The Judiciary, aligned with the Daniel Ortega regime, has disqualified for life at least 14 prisoners of conscience from holding any public or popularly elected office through the approval of “accessory penalties” to their sentences, denounced the Center Nicaraguan Human Rights (Cenidh).
The defense organization described the judicial action as a “legal aberration”, which was evidenced in the sentence of ten years in prison, handed down by Ortega judge Nadia Camila Tardencilla Rodríguez, against six priests and a layperson from the Diocese of Matagalpa, for the alleged crimes of conspiracy and propagation of false news, this Monday. The judicial disqualified the religious from holding any public office in perpetuity, contrary to the period established by the main penalty.
“With this last sentence it was exposed that the regime is committing crimes with impunity and the so-called Judiciary, by violating what the laws say and acting against the express law, incur in the commission of crimes typified in the Penal Code of the Republic of Nicaragua, for which they must be judged”, denounced Cenidh.
The Nicaraguan Penal Code determines in articles 46, 47 and 66 the existing penalties in the country, their application and classification.
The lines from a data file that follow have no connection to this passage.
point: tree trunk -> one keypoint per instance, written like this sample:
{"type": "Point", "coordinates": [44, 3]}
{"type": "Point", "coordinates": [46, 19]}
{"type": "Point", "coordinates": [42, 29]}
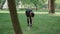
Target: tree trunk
{"type": "Point", "coordinates": [14, 17]}
{"type": "Point", "coordinates": [35, 6]}
{"type": "Point", "coordinates": [51, 6]}
{"type": "Point", "coordinates": [1, 7]}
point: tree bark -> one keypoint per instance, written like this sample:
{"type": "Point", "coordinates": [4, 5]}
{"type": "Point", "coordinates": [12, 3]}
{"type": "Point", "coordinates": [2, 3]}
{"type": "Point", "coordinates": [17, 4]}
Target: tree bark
{"type": "Point", "coordinates": [14, 17]}
{"type": "Point", "coordinates": [51, 6]}
{"type": "Point", "coordinates": [1, 7]}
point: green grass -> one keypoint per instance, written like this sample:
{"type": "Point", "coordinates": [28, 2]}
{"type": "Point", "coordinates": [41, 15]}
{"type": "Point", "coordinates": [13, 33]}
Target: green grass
{"type": "Point", "coordinates": [43, 24]}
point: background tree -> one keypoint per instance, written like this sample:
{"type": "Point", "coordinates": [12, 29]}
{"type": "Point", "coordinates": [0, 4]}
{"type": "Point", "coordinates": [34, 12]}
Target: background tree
{"type": "Point", "coordinates": [51, 6]}
{"type": "Point", "coordinates": [2, 2]}
{"type": "Point", "coordinates": [14, 17]}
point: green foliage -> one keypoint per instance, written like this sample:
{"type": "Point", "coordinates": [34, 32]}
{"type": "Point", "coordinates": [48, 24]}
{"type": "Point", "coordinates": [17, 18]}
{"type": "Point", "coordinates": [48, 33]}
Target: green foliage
{"type": "Point", "coordinates": [17, 2]}
{"type": "Point", "coordinates": [43, 24]}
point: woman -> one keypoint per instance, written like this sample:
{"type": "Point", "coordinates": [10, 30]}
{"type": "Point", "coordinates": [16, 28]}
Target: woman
{"type": "Point", "coordinates": [30, 16]}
In the case of accessory penalties, as established by the Judiciary, these “they will have the duration that respectively has the main penalty – in the case of priests, ten years – unless the law establishes otherwise”it reads.
For Cenidh “this is an affront to the Law, an affront to intelligence, an affront to the international community and international organizations for the protection of human rights, which are constantly insisting on condemning violations of the guarantees of due process, the that political prisoners in Nicaragua are subject to” reads the statement published by the organization on its Twitter account.
???URGENT| CENIDH DENOUNCES the most recent legal aberration of the ORMU regime against political prisoners: the disqualification for life from holding public office or by popular election and the suspension of political rights.
link:https://t.co/Bts83V7nIx pic.twitter.com/PS9pCOG4m9
— Cenidh (@cenidh) February 7, 2023
Judges apply new repressive pattern
The approval of these accessory penalties, according to Cenidh, is a “new repressive action”, which is not only being applied to the most recent prisoners of conscience, but also to political prisoners with a final sentence of 2022.
In these last cases, the addition to the sentence reads as follows: “Keep the convicted person… as a traitor to the homeland, consequently he is permanently disqualified for…”. The judicial decision responds to the request of prosecutors related to the regime, which expressly violates articles 55 and 56 of the Criminal Code, which indicates the duration of these “penalties depriving of other rights”, “for which reason they can never be applied indefinitely”, clarifies Cenidh.
“We have a list of more than 14 political prisoners to whom the same application has been made, with the aggravating factor that the judges at the request of the prosecutors, without any formality, without having any power to change a letter of a sentence that is firm, they alter its content and it is the last straw that they are not only doing it with those sentences that have not yet been sent to the higher instance due to the appeals filed, they are even criminally modifying others that are or have been ruled by the Supreme Court of Justice (CSJ)”, continued the organization.
This new repressive pattern is part of the “total destruction, not only of the institutional framework but of any vestige of legal security that remains in the country,” said Cenidh.
In Nicaragua there are 245 political prisoners confined in different prison systems. From 2021 to date, most have been convicted of the crimes of conspiracy to undermine the national territory and propagation of false news, with sentences of between eight and 13 years in prison.